The embattled regime of Syrian President Bashar al-Assad is not close to falling despite nearly two years of fighting between government forces and rebels seeking to depose him, Jordan's King Abdullah II said Friday.
"Anyone who says that Bashar's regime has got weeks to live really doesn't know the reality on the ground," he said during a panel appearance with CNN's Fareed Zakaria at the World Economic Forum in Davos, Switzerland.
"They still have capability. ... So (I expect) a strong showing for at least the first half of 2013."
Nonetheless, fears are growing that Syria may implode as the protracted conflict gets nastier.
Any fragmentation of the country into small states would be "catastrophic and something that we would be reeling from for decades to come," Abdullah said.
He also warned of the threat of foreign jihadist fighters now in Syria.
Al Qaeda has been established there for the past year and is getting support "from certain quarters," the king said.
"They are a force to contend with, so even if we got the best government into Damascus tomorrow, we have at least two or three years of securing our borders from them coming across and to clean them up," he said.
Comparing the militant threat with that seen in Afghanistan, Abdullah said that "the new Taliban that we are going to have to deal with will be in Syria."
Abdullah appealed for greater international help for more than 300,000 Syrian refugees who have already fled over the border into Jordan and are suffering in the grip of a cruel winter.
He also urged the stockpiling of humanitarian supplies that could be taken across Syria's borders, to try to keep people from leaving -- and to win hearts and minds.
"If these people start to starve and they don't have fuel and electricity and water, and hospitals are not running, that's when radicalization comes in and take advantage," he said.
The number of Syrians fleeing to a Jordanian desert in the dead of the night continues to skyrocket, as officials warn of dwindling resources and a prolonged humanitarian crisis.
About 3,280 Syrians crossed into the Zaatari refugee camp overnight on Thursday, said Anmar Hmoud, a Jordan government spokesman for Syrian refugee affairs.
A day earlier, nearly 3,000 refugees arrived in Jordan, according to the United Nations High Commissioner for Refugees.
"Indicators show they keep coming and it's much more than we're used to," Hmoud said.
As many as 36,000 Syrians have crossed into Jordan since January 1.
And as more people take refuge from the upheaval, the escalating numbers are straining resources, officials said.
About 350,000 Syrian refugees have fled to Jordan since the conflict began, a number described as "staggering" by Jordanian Foreign Minister Nasser Judeh.
"The weakest refugees are struggling now just to survive this year's harsh winter," Abdullah said. "More international support is desperately needed.
"Here I cannot emphasize enough the challenges that we are all facing, both in Jordan and Lebanon.
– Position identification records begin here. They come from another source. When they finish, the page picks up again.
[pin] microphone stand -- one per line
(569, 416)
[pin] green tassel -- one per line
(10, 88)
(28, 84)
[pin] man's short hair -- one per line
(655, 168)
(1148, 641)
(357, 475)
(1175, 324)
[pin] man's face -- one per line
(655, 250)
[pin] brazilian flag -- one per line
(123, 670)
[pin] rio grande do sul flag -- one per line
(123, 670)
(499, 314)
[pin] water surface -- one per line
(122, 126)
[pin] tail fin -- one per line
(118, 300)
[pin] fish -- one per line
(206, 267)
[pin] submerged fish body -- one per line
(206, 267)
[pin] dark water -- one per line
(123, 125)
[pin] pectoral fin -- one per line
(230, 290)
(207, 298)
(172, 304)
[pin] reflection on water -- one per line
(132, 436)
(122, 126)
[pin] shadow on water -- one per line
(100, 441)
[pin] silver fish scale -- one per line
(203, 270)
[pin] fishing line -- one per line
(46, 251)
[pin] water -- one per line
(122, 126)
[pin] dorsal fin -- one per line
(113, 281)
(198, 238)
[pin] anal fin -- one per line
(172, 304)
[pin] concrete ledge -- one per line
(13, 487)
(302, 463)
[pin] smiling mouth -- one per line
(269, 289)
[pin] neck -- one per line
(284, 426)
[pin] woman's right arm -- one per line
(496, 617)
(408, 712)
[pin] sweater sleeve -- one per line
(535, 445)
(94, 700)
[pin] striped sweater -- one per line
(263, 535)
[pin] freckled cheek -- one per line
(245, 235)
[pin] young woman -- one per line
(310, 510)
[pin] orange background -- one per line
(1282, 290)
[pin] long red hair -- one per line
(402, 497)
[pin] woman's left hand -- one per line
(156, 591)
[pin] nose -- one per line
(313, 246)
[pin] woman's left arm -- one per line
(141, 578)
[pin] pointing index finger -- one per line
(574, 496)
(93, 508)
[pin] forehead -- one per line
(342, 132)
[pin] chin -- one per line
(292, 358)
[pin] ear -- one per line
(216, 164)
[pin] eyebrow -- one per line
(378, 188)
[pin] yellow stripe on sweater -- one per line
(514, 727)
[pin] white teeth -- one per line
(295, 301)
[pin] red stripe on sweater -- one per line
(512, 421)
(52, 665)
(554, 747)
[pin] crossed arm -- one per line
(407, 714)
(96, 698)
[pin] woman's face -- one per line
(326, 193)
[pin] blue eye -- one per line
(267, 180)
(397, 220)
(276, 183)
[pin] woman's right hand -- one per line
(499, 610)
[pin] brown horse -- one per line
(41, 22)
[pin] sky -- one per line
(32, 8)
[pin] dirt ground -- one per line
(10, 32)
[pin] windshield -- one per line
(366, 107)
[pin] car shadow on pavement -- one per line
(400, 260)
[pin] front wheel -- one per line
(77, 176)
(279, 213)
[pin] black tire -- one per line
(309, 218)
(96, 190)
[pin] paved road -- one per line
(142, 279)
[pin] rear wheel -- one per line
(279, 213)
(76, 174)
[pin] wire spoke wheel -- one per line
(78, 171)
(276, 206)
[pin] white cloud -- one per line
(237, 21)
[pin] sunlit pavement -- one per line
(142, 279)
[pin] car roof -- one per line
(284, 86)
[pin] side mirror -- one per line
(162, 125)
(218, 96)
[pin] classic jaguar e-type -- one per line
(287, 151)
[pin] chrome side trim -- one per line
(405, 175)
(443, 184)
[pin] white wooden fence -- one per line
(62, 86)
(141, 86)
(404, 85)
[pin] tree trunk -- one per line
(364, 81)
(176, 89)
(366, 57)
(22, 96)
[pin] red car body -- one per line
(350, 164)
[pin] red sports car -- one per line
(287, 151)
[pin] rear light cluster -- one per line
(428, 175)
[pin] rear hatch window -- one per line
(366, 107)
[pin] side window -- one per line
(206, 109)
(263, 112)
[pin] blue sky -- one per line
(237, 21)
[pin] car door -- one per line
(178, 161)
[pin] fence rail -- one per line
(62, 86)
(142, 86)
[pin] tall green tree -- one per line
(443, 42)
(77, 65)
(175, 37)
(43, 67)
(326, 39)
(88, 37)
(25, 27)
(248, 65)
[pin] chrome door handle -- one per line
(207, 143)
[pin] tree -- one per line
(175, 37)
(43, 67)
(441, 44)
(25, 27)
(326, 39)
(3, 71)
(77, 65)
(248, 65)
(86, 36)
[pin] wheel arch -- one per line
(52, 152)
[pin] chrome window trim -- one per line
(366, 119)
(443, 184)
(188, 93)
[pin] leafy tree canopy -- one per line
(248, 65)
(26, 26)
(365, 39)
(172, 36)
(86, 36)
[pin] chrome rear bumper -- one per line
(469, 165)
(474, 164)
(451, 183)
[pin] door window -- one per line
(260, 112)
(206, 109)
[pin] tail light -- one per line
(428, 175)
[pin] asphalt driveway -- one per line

And it's only going to get worse."
He urged the international community to come together "decisively" to end the bloodshed and come up with a solution that gives all Syrians a stake in their country's future.
"The situation is now very volatile security wise. Parts of the country are changing hands at a very rapid basis," said Valerie Amos, the U.N. emergency relief coordinator. "We are trying to get to as many people as we can because people cross the borders when they really reach a desperation stage, where they can't get food, they can't get medical supplies."
About 700,000 Syrian refugees have left for neighboring nations since the conflict began, Amos said.
The International Rescue Committee has noted that in Jordan and other countries, a majority of Syrian refugees are living outside of camps -- in cities and towns where social services, schools and even trash and waste systems are not equipped to meet the needs of a suddenly inflated population.